Speeding up WSL I/O up to 5x faster - laktak
https://medium.com/@leandrw/speeding-up-wsl-i-o-up-than-5x-fast-saving-a-lot-of-battery-life-cpu-usage-c3537dd03c74
======
Sujan
I have a shortcut on my desktop that toggles Real Time Protection:

Create a file `toggle-defender-real-time-protection.ps1` in a known location
with the following content:

    
    
      $preferences = Get-MpPreference
      Set-MpPreference -DisableRealtimeMonitoring (!$preferences.DisableRealtimeMonitoring)
    

Then create a shortcut for this target:

    
    
      %SystemRoot%\system32\WindowsPowerShell\v1.0\powershell.exe -ExecutionPolicy Bypass -File "toggle-defender-real-time-protection.ps1"
    

Make it run as Administrator.

(Source of this nice script:
[https://superuser.com/a/1287788/25933](https://superuser.com/a/1287788/25933))
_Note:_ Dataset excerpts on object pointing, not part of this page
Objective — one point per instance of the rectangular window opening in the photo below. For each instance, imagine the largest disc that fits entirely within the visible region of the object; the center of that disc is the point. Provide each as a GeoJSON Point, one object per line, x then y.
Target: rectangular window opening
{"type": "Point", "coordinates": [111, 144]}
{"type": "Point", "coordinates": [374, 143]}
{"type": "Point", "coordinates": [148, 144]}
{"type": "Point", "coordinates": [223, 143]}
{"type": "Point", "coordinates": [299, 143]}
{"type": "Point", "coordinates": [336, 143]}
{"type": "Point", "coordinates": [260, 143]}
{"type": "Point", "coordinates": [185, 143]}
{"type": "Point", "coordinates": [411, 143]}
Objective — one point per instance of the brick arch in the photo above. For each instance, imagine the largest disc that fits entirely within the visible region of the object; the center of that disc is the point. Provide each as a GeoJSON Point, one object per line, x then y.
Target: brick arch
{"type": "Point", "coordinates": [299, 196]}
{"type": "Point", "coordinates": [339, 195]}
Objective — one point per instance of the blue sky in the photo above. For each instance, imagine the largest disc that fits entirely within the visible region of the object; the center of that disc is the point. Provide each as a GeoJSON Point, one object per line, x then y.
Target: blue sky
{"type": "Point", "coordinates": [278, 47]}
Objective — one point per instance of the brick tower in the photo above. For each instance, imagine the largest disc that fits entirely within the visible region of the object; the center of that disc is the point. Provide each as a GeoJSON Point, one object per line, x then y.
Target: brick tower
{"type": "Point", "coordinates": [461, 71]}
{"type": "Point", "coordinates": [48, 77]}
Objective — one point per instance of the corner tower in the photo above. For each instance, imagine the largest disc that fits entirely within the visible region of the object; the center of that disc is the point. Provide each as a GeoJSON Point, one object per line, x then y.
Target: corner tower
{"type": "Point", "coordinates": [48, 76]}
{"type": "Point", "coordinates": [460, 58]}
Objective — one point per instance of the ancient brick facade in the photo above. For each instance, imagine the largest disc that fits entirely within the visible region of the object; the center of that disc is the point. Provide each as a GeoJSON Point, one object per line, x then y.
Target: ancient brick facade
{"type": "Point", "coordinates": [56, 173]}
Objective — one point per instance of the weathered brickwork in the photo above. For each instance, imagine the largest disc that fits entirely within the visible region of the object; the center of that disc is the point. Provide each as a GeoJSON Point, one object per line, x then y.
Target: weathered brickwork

Note that Windows somehow turns the protection on after a random amount of
time.

------
earenndil
Antivirus is not very useful. A little common sense goes a lot farther.
Whenever I use windows, I disable the AV entirely.

------
llampx
Thanks for these tips. Real-time protection seems to be responsible for my
laptop pegging itself at 100% CPU for a few minutes every time I wake it up
from sleep, I will see if this changes anything.

------
Someone1234
This also helps Visual Studio.

I'd definitely just add exclusions though, rather than disabling it entirely.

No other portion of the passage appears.